OmniVoice launched on GitHub and Hugging Face on April 1, with an accompanying research paper detailing the architecture. The model was trained on 581,000 hours of multilingual open-source audio data, making it the broadest-coverage zero-shot TTS system available.

Built on a diffusion language model architecture initialized from Qwen3-0.6B, OmniVoice maps text directly to multi-codebook acoustic tokens. This avoids the typical two-stage pipeline most TTS systems use, resulting in a cleaner and more scalable design.

Why It Matters

Most open source TTS models cover a handful of languages well. OmniVoice covers 646, which opens doors for creators working with multilingual content, localization pipelines, or audiences outside the English-speaking world. Voice cloning works from a single reference audio clip, and voice design lets you specify attributes like gender, age, pitch, accent, and even whisper style through text prompts.

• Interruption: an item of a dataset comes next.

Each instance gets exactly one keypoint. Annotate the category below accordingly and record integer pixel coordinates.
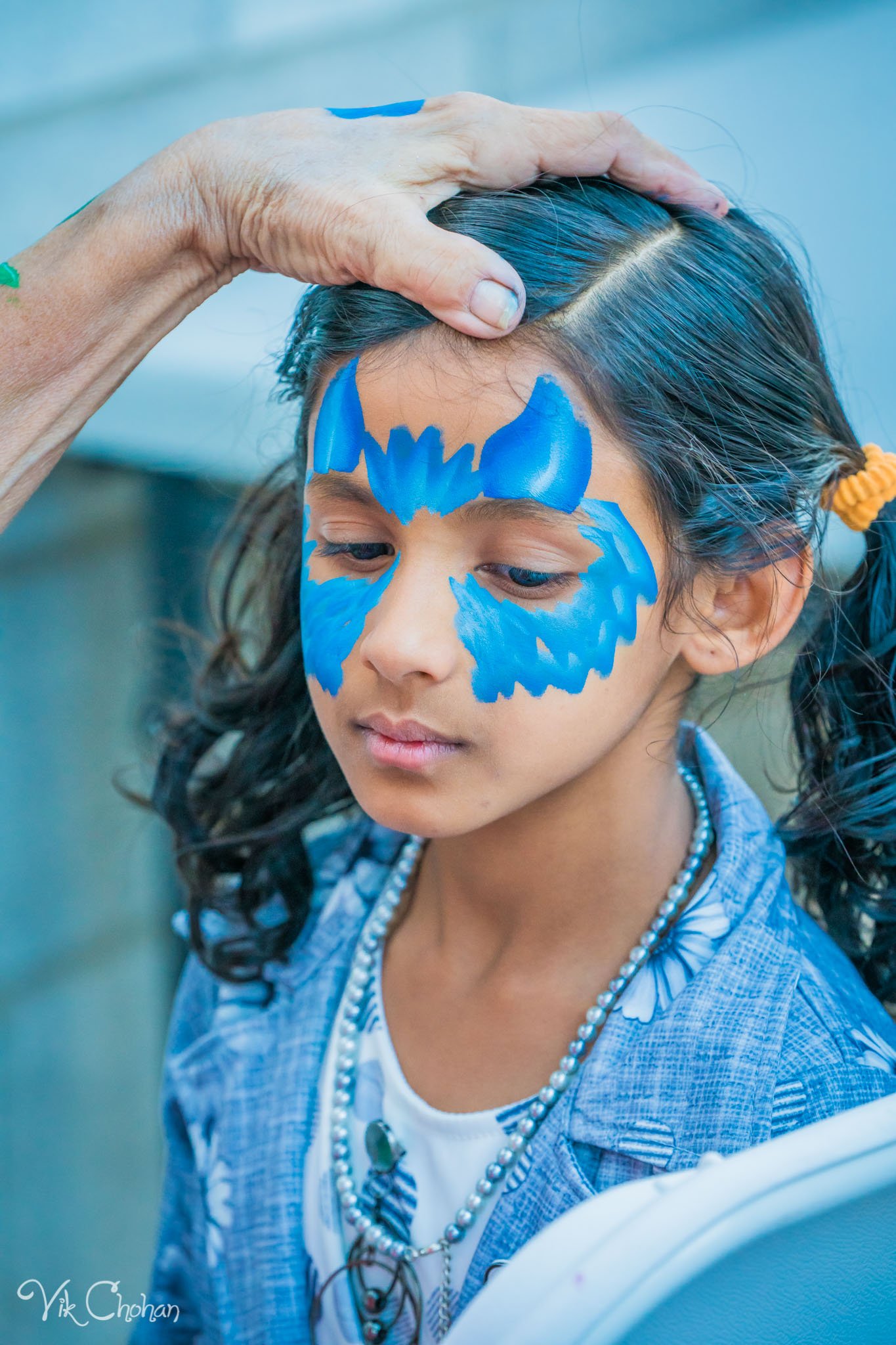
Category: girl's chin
(429, 818)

The 40x real-time inference speed (RTF of 0.025) means you can generate a minute of speech in roughly 1.5 seconds. For creators building voiceovers, podcast intros, or narration at scale, that speed removes a significant bottleneck.

Key Details

  • Languages: 646 supported (broadest zero-shot TTS coverage to date)
  • License: Apache 2.0 (fully open for commercial use)
  • Speed: RTF as low as 0.025 (40x faster than real-time)
  • Base model: Qwen3-0.6B with diffusion language model architecture
  • Training data: 581,000 hours of open-source multilingual audio
  • Modes: Voice cloning, voice design (text-prompted attributes), auto voice
  • Non-verbal sounds: Supports laughter, sighs, and other expressions via tags
  • Pronunciation control: Pinyin with tone (Chinese), CMU dictionary (English)

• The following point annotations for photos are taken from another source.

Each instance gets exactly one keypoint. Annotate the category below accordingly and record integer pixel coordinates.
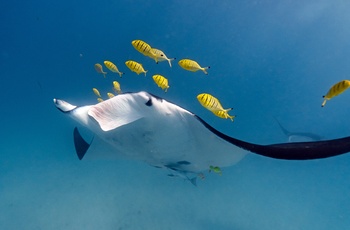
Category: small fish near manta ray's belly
(145, 127)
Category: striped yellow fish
(99, 69)
(335, 90)
(110, 95)
(215, 169)
(135, 67)
(143, 48)
(211, 103)
(112, 67)
(191, 65)
(96, 92)
(160, 56)
(116, 87)
(161, 81)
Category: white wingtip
(63, 105)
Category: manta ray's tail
(299, 150)
(291, 151)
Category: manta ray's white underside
(144, 127)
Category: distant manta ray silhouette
(290, 135)
(144, 127)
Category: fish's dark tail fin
(81, 146)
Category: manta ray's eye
(149, 102)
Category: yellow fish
(335, 90)
(116, 87)
(211, 103)
(113, 68)
(135, 67)
(191, 65)
(99, 69)
(160, 56)
(143, 48)
(161, 81)
(110, 95)
(215, 169)
(96, 92)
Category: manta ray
(148, 128)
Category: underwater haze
(271, 61)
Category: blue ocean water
(268, 59)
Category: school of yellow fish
(208, 101)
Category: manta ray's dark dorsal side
(290, 151)
(81, 146)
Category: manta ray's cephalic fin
(81, 146)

The model claims competitive or better performance compared to existing open alternatives across Chinese, English, and multilingual benchmarks. A live demo is available on Hugging Face Spaces.

What to Do Next

Try OmniVoice through the Hugging Face demo or install it locally via the GitHub repository. The Apache 2.0 license means you can use it in commercial projects without restrictions. If you work with Fish Audio S2 or Voxtral TTS, OmniVoice is worth benchmarking against your current setup for multilingual coverage.